The calibration curve is calculated by least-square regression from all measured data. The regression curve, the means, the measured data and the confidence interval of the calibration curve are plotted. The operating method is valid when:

  • — the correlation coefficient is at least 0.99,
  • — the residuals of each calibration level are randomly distributed around the calibration curve.

Calculate the mean and relative standard deviation for the lowest and highest calibration level.

When the ratio of the estimated standard deviation of the lowest and the highest calibration level is less than 0.5 or greater than 2.0, a more precise estimation of the calibration curve may be obtained using weighted linear regression. Both linear and quadratic weighting functions are applied to the data to find the most appropriate weighting function to be employed. If the means compared to the calibration curve show a deviation from linearity, two-dimensional linear regression is used.

Accuracy

Verify the accuracy preferably by using a certified reference material (CRM). Where this is not possible, perform a test for recovery.
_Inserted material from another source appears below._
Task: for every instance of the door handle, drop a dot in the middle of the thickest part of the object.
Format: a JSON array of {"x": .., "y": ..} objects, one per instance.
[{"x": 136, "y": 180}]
Recovery For assay determinations a recovery of 90 per cent to 110 per cent is to be obtained. For other determinations, for example, for trace element determination the test is not valid if recovery is outside of the range 80 per cent to 120 per cent at the theoretical value. Recovery may be determined on a suitable reference solution (matrix solution) which is spiked with a known quantity of analyte (middle concentration of the calibration range).

Repeatability

The repeatability is not greater than 3 per cent for an assay and not greater than 5 per cent for an impurity test.

Limit of quantification

Verify that the limit of quantification (for example, determined using the 10 σ approach) is below the value to be measured.